ONE REMEMBERS HIM IN the ‘nineties, an odd figure in a drawing-room presided over by the most exquisite of women, short, untidy, in a suit of ugly, yellowish tweed, with the unfailing pipe, a pipe of the grimiest, clutched in his fingers when it was not between his lips. The lower part of the face was poor, the mouth and chin covered by a short beard: but the brow was splendid, and there was the width between the eyes which never goes with insignificance. The expression was simple and candid: indeed, a simpler soul never lived. He had won the praise most sweet to him, the praise of his peers, but he had no consciousness of wearing the purple. His admirations were very frank and simple, and he was humble in the pleasure he took in the work of other people who were far from being on a level with himself. This quality he shared with W. B. Yeats, whose interest in the work of lesser poets has always been inexhaustible.
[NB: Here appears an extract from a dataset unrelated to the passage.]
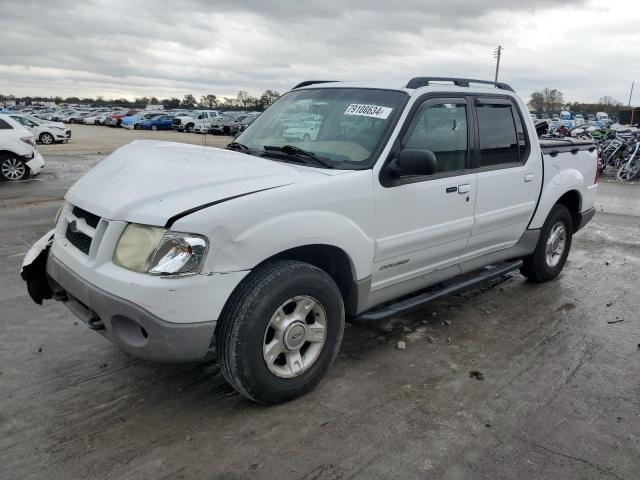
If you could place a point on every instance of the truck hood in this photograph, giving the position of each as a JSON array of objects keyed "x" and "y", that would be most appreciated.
[{"x": 150, "y": 182}]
I remember how delighted he would be with a chance poem picked up out of the Pall Mall Gazette. At that time one often saw him in juxtaposition with Coventry Patmore, who was an extremely arrogant poet, and a terrifying person to the young aspirant who would write poetry or had written something he or she hoped was poetry, even though of a minor order. Patmore had an enormous opinion of Francis Thompson: he had no tolerance for the minor poet.

Coventry Patmore, by Sargent. 1894.

Coventry Patmore would have hailed Francis Thompson as his peer in poetry: and the contrast between the two was startling. Poor Francis Thompson, so simple, so human, so humble, never crushing one with the air of being immortal to one’s mortality; and the arrogant, overbearing old poet, whose presence in the room was like a frost to those he did not honour.

Patmore was somewhat wild in his obiter dicta. He would talk to few people and listen to few people; but he would talk to and listen to Francis Thompson by the hour. I remember to have heard him say that Francis Thompson talked better than he wrote, and that his prose was better than his poetry, both sayings no doubt obviously extravagant; for Patmore was violently generous to the younger poet, as was his way once he was stirred to admiration. On the appearance of “Poems,” he wrote in the FORTNIGHTLY REVIEW an article which welcomed Francis Thompson into the band of the elect.

I can imagine nothing stranger than to see these two as companions—Francis Thompson as I have described him, Patmore with his manner of a cold and lofty arrogance which Sargent has caught so wonderfully in his great portrait. Sargent, that tremendous painter of character, has painted Patmore eight feet high, or that is the impression the portrait gives. He was not really above the common height, but for one whom he dismayed he might have been as high as the mountains—and casting a very cold shadow. With Patmore one was within the circle or one was not; outside the circle no one existed. It was the oddest thing to think of Francis Thompson within his sanctities.